Rocsys, a startup that has developed hands-free depot solutions for autonomous electric vehicles, raised $13 million in an extended Series A round led by Capricorn Partners, with participation from Scania Invest, Forward.One, SEB Greentech Venture Capital, and Graduate Ventures.
Notable reads and other tidbits

Image credits: Bryce Durbin
Aurora has started hauling loads in driverless trucks in Texas for distribution giant McLane. The commercial contract shows some progress by the self-driving trucks company. Disclaimer: These driverless trucks still have human observers in the cab, and the company tells us they cannot operate the vehicle.
Lucid’s first-quarter earnings revealed a company still feeling the effects of a supplier issue earlier this year that caused it to recall its Gravity SUV and pause deliveries. The company, which is also going through a leadership transition, changed its guidance and said it was no longer sure how many EVs it will build or sell this year.

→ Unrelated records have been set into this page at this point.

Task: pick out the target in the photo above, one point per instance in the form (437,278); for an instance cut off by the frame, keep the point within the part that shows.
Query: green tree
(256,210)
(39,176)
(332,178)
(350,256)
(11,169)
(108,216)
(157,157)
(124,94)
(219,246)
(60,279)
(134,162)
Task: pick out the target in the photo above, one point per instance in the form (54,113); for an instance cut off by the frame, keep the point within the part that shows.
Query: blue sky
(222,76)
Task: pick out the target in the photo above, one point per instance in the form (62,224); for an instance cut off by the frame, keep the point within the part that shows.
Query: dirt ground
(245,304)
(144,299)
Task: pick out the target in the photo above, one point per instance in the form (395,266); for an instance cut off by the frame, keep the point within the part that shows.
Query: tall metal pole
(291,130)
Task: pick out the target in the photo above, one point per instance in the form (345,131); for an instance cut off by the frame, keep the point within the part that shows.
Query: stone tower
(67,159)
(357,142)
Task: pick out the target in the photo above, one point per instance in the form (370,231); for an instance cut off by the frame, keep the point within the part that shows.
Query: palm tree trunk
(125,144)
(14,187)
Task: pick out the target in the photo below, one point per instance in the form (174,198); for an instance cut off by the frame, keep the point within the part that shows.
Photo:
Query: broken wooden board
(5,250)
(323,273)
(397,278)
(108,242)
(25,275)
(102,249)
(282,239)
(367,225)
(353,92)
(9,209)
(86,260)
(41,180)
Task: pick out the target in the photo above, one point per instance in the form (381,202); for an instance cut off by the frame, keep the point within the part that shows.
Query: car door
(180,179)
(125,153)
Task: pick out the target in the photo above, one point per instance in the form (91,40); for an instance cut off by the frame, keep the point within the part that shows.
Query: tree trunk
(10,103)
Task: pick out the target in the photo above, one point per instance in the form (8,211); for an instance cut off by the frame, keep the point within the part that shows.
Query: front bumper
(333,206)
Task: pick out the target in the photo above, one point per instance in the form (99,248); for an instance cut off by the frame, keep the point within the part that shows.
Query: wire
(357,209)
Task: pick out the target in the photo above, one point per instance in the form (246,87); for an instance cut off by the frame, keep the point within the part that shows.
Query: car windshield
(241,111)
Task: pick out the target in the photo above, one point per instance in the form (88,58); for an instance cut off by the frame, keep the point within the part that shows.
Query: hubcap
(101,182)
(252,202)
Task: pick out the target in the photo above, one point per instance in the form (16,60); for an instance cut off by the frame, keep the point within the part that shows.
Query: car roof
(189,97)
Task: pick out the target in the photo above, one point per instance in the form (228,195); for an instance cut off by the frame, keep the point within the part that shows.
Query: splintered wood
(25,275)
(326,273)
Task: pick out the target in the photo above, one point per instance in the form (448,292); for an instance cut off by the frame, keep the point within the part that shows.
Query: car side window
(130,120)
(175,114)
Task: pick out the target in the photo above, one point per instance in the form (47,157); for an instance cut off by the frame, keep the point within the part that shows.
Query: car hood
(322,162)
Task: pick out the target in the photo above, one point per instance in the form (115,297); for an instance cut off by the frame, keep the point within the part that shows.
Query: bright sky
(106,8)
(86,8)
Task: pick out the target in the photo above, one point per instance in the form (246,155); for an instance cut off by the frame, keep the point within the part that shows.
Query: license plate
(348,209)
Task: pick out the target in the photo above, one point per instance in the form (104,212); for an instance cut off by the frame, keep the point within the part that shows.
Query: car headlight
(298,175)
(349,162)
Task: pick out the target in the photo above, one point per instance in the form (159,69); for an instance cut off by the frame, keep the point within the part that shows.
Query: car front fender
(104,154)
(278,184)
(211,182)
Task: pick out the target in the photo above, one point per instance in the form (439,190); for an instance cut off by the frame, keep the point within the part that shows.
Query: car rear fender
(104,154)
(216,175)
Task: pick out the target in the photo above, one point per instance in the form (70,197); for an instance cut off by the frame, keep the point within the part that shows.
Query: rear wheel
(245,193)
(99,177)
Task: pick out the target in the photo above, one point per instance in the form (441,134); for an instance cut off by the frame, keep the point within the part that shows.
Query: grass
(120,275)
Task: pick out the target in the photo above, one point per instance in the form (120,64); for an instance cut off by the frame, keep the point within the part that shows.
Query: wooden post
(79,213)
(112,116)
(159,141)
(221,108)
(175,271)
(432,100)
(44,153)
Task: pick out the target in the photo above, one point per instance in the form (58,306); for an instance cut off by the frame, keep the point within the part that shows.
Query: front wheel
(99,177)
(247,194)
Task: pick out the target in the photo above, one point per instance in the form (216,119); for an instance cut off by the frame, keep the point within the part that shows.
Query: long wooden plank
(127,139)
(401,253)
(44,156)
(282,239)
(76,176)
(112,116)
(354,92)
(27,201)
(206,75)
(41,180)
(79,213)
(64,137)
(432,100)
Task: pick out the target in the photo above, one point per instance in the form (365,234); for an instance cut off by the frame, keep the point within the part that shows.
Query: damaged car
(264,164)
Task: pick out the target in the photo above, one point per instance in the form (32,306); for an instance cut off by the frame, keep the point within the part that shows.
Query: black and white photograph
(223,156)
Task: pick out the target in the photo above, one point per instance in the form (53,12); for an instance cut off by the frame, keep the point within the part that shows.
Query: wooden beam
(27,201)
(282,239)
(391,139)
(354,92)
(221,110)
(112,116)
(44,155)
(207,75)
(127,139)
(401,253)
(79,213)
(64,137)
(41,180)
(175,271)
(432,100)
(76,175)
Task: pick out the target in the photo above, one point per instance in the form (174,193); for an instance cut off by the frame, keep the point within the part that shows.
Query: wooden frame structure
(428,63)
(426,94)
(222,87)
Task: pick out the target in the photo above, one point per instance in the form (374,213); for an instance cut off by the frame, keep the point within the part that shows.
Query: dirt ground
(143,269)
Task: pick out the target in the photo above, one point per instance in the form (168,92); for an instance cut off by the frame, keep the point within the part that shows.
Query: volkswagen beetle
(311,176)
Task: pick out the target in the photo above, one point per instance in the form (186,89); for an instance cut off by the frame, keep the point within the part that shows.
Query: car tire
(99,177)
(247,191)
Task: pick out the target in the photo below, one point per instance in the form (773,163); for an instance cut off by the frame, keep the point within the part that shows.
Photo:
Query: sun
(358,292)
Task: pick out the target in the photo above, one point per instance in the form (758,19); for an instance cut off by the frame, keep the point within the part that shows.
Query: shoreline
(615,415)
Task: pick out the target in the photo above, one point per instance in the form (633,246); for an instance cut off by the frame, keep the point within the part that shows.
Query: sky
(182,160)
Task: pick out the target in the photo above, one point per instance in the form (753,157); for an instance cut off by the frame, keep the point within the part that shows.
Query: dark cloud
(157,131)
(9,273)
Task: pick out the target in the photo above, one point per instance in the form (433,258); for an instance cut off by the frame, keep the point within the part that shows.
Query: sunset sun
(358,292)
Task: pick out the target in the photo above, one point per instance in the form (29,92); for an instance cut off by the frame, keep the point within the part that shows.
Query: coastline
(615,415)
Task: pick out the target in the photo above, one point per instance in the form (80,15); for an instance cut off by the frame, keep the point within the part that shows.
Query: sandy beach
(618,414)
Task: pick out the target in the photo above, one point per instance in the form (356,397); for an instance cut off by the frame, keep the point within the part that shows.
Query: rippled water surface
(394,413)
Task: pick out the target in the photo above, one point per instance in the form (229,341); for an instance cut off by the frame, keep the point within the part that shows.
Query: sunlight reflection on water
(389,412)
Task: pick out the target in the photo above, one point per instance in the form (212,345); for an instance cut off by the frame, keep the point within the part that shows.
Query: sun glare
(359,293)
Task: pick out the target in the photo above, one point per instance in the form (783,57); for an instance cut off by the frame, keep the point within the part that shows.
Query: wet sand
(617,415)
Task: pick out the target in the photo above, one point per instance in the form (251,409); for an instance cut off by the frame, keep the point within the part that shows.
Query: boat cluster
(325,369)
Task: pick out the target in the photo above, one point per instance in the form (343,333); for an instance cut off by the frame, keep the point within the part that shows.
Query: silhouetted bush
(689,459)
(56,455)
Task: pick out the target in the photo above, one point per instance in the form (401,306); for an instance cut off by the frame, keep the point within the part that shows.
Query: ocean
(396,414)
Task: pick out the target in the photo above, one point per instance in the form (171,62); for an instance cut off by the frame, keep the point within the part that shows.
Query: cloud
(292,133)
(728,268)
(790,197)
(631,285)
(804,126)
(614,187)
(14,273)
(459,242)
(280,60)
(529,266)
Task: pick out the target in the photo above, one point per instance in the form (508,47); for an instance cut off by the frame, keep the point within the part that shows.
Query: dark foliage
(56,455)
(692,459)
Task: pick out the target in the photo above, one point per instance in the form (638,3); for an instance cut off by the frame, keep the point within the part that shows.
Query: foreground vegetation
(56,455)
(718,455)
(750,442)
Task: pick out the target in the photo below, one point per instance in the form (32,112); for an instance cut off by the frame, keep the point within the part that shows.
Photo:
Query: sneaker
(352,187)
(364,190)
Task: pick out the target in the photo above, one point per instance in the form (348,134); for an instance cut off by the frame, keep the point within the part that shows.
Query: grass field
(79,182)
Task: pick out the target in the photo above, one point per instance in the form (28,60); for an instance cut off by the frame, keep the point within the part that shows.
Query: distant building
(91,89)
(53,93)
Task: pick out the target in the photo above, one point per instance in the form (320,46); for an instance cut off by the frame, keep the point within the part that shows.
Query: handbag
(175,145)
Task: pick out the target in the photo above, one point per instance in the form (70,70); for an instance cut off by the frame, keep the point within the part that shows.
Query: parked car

In 2024, the National Highway Traffic Safety Administration updated the New Car Assessment Program and added four new pass-fail tests to assess the performance of advanced assistance systems, starting in 2026. And we’re finally seeing the results. The later-release 2026 Tesla Model Y is the first vehicle to meet the agency’s new benchmark.
Ouster is launching a new lineup of color lidar sensors that CEO Angus Pacala believes will replace cameras.
EV startup Slate has lost a notable board member. The head of Jeff Bezos’ family office left the board, according to numerous state filings reviewed by TechCrunch.
Volkswagen is now Rivian’s largest shareholder, pushing Amazon out of the top spot.
One more thing …
Well, maybe two more.
Senior reporter Rebecca Bellan interviewed Aurora founder and CEO Chris Urmson recently for the Equity podcast. Listen to the episode here.
And, finally, we had a poll last week! Here was what I posed to readers: “The California DMV issued new rules for AVs. Self-driving trucks can now test and deploy in the state. Reporting, data collection, and operations requirements have been expanded and law enforcement can issue traffic violations. These rules: go too far, hit the mark, or aren’t restrictive enough.”
About 41% picked “hit the mark,” while 27.6% said the rules go too far, and 31% said they aren’t restrictive enough.